Люди по всей этой долине удивлены, что по всей реке заседают в палатках магистраты, определяющие, кому она принадлежит. Они верят, что все споры давно уже позади — с завоеванием и заселением этих мест. Они ждут, до чего додумаются магистраты в этих своих палатках.
Мы сидим, слушая свист летучих мышей, и хор лягушек, и крики ночной птицы из Виктории, и ответные крики птицы из Нового Южного Уэльса.
— Мы сами выдумали расы, — говорит он. — Так что их нельзя винить в том, что они обернули это против нас. Но дерьмо остается дерьмом. Если расы — дерьмо, то и особое родство — тоже. — Он делает двойную отмашку сложенными пальцами при словах «особое родство».
Мы еще некоторое время смотрим на костер, а потом он встает из своего шезлонга и говорит: «Счастливого Рождества, Хант. Я иду спать. Пойдешь спать в дом?»
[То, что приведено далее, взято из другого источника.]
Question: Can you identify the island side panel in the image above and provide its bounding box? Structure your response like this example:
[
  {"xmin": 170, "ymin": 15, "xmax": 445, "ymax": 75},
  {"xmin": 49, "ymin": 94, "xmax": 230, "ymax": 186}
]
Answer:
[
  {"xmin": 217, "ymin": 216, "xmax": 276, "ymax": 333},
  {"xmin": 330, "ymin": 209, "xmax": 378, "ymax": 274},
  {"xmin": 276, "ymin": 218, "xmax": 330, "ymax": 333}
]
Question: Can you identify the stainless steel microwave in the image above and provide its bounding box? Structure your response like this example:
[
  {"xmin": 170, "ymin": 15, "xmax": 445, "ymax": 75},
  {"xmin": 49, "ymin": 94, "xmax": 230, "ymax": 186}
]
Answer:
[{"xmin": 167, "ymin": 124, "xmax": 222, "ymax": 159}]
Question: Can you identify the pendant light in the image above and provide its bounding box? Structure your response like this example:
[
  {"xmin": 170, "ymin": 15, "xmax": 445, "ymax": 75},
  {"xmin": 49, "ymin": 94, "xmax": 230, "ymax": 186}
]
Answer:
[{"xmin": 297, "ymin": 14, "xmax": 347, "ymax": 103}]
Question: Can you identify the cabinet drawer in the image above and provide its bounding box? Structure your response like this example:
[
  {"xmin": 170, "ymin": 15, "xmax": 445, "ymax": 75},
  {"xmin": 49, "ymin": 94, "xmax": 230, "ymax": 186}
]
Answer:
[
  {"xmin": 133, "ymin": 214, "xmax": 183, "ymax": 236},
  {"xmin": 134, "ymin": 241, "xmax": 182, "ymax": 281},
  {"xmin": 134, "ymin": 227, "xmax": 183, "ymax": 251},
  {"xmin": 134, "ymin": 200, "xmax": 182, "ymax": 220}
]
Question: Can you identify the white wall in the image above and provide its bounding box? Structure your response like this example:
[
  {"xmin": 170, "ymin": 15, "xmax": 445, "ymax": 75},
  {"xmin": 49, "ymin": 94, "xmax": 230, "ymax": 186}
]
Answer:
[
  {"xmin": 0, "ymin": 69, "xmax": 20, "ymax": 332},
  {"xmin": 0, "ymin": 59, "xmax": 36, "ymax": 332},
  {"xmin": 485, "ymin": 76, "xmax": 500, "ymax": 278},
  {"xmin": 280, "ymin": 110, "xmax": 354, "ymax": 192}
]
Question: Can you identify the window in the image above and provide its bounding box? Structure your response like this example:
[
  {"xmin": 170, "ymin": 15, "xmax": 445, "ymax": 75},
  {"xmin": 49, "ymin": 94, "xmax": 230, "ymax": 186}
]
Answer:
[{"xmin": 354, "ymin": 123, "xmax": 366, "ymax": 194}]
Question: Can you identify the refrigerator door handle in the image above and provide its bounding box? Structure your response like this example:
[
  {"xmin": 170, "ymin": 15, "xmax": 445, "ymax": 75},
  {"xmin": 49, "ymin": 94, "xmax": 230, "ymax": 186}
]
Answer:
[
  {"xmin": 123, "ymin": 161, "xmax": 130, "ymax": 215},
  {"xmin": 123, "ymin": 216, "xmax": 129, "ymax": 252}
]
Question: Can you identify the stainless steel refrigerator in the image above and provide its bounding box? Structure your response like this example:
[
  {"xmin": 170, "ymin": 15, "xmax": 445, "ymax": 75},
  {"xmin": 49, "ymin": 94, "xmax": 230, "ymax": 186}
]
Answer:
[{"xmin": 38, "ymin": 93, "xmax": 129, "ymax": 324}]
Я не хочу спать там. Эти провисшие потолки создают впечатление, будто дом вокруг тебя плавится, будто загустевшее до жидкого состояния время стекается к тебе. Будто годы превратились в патоку, готовую захлестнуть тебя и утопить в сжиженной местной истории. И потом эти спальни превратились в болото плесени, и в них водятся крысы.
— Посплю лучше под открытым небом, — говорю я.
— Тогда спокойной ночи.
— Спокойной ночи, пап.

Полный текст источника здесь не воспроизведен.